O estudo em questão foi liderado por Javier Godar, do Instituto Ambiental de Estocolmo. Saiu nesta semana pelo periódico "PNAS".

Alex Argozino/Editoria de Arte/Folhapress

Ele inova ao usar como unidades de análise de 13,3 mil distritos censitários delineados pelo IBGE na Amazônia. Levantamentos similares só consideravam municípios.

O trabalho mostra que as áreas dominadas por grandes propriedades na Amazônia ainda concentram a devastação (47,7% do desmatamento acumulado até 2011). Mas revela, também, que deram contribuição desproporcional para a redução, com 55,5% do desmatamento evitado entre 2004 e 2011 (em relação à média de 1996-2005).

Já os setores em que predominam as pequenas propriedades responderam por apenas 14% de toda a destruição amazônica e meros 11% do que se evitou em derrubadas.

Com isso, a contribuição das pequenas propriedades para o desmatamento anual aumentou. A partir de 2008, essa classe se tornou a mais importante, superando as propriedades grandes.

COMANDO E CONTROLE

"Interpretamos nossos resultados sobre o aumento relativo na contribuição para o desmatamento dos pequenos proprietários como um argumento forte em favor de uma mudança na direção de medidas mais baseadas em incentivos [do que em fiscalização]", diz Javier Godar.

Políticas de "comando e controle" contra o desmatamento, como multas, embargos de fazendas e restrição ao crédito, foram eficazes contra as propriedades maiores. Seriam altos os custos logísticos, econômicos e políticos, contudo, de aplicá-las a todos os pequenos agricultores.

Algo do tipo foi feito em 2013 contra as derrubadas em assentamentos de reforma agrária. O Ministério Público Federal iniciou ação contra o Incra e obteve um acordo em que o instituto se comprometia a reduzir a devastação.

Segundo o procurador da República Daniel Azeredo, à frente da iniciativa no Pará, o cumprimento do acordo merece "nota 6,5", por ora.

Ele concorda com os autores do estudo em que os pequenos produtores precisam de incentivo, e não de repressão, para adotar práticas menos destrutivas que a pecuária, na linha dos sistemas agroflorestais (plantações conjuntas de espécies nativas como cupuaçu e açaí).

Azeredo cita como exemplar o programa Municípios Verdes, do governo do Pará. As prefeituras que aderem se obrigam a não ultrapassar 40 km² de desmatamento, a fazer o cadastro ambiental de 80% da área rural e a mapear todos os desmatamentos.
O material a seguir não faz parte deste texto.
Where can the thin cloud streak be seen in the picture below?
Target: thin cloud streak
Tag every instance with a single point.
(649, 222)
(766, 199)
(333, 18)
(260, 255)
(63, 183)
Em retribuição, todos os produtores têm as propriedades desembargadas, entre outras coisas para reativar o crédito bancário. "A lógica é coletiva", diz o procurador. "Ou a comunidade toda muda de cultura de produção, ou ninguém recebe o benefício."

Azeredo considera que a meta de reduzir o desmatamento a menos de 4.000 km² é factível: "Poderia ser facilmente alcançada em 2016".

OUTRO LADO

Francisco Oliveira, do Ministério do Meio Ambiente (MMA), concorda que a redução das taxas anuais chegou "a um patamar importante".

Oliveira dirige o Departamento de Políticas para o Combate ao Desmatamento do MMA. Sua ressalva ao estudo de Javier Godar é a falta de diferenciação entre grandes propriedades e grande polígonos de desmatamento.

Uma grande área desmatada pode resultar da ação de pequenos produtores no interior de um assentamento de reforma agrária. Por outro lado, grandes proprietários passaram a fazer derrubadas pequenas, menores que 25 hectares, para burlar o limite de detecção dos satélites usados pelo MMA.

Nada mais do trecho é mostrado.